Kemudian, dalam mencari solusi atas ujian, seseorang hendaknya menjiwai bahwa sekuat apapun usaha yang dilakukan, akan berhasil memberikan solusi jika dikehendaki oleh Allah. Karena tiada daya dan kekuatan kecuali sebab Allah. Artinya seseorang harus berusaha menghilangkan pengakuan bahwa dirinya memiliki kekuatan untuk menyelesaikan masalah tersebut. Banyak orang yang berputus asa ketika tidak kunjung selesai masalahnya, karena ia tidak mengembalikan kepada Allah segala kehendak dan kuasa yang dimilikinya. Padahal jika ia bertawakkal, menjiwai bahwa semua gerak dan diamnya sebab Allah, maka Allah akan mencukupinya, dan ia akan bahagia.

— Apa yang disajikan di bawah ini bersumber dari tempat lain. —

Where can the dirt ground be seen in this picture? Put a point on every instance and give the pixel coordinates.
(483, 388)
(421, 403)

Esensi ketiga, semua tuntunan yang diberikan adalah dalam rangka mengajarkan dan mengingatkan manusia untuk senantiasa bersyukur kepada Allah. Oleh karenanya, pada saat mendapat nikmat, seseorang hendaknya mengembalikan segala pujian kepada Allah. Hal ini karena kenikmatan tersebut adalah pemberian dan titipan Allah. Penerapan hal ini akan mengantarnya kepada penjagaan dan penggunaan kenikmatan tersebut sesuai dengan keinginan Dzat Yang Maha Memberi Nikmat. Inilah makna syukur. Meskipun lisan mengucapkan hamdalah, namun tidak disertai dengan penggunaan nikmat kepada hal-hal yang diridlai Allah, belum dikatakan syukur yang sebenarnya. Kabar baiknya, Allah sangat senang kepada hamba-Nya yang bersyukur hingga Dia menjanjikan tambahan-tambahan kenikmatan sebagai apresiasi syukurnya tersebut. Seseorang yang senantiasa bertambah kenikmatan karena bersyukur, akan dapat meraih kebahagiaan di dunia hingga di akhirat kelak.

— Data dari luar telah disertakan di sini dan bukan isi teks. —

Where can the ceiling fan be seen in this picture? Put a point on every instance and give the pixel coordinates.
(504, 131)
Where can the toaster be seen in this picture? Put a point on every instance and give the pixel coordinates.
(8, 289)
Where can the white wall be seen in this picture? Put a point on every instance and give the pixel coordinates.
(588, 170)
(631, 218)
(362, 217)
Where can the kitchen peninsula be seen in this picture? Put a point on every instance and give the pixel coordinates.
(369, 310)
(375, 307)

Keempat, segala yang diperintahkan oleh Allah kepada manusia memiliki makna bahwa hanya kepada Allah seseorang menyembah (beribadah) dan hanya kepada-Nya seseorang memohon pertolongan, sehingga seseorang hendaknya senantiasa berusaha mengawali aktifitasnya dengan bismillah, menyebut nama Allah. Aktifitas yang tidak diawali dengan ingat kepada Allah berpotensi kepada amal yang berorientasi kepada selain Allah dan ketidak berkahan aktifitas yang dilakukan. Makna yang lebih dalam dari bismillah sendiri adalah pengakuan dalam hati bahwa billah, sebab Allah, seseorang telah melaksanakan aktifitas, dan billah, sebab Allah, seseorang akan melaksanakan aktifitas. Artinya, mengawali aktifitas dengan bismillah yang juga dijiwai maknanya dalam hati, secara tidak langsung sebagai bentuk permintaan pertolongan hamba kepada Allah agar dilancarkan segala aktifitasnya dan diberikan hasil yang berkualitas dan bermanfaat. Ini sebagai modal seseorang dalam mencapai kebahagiaan.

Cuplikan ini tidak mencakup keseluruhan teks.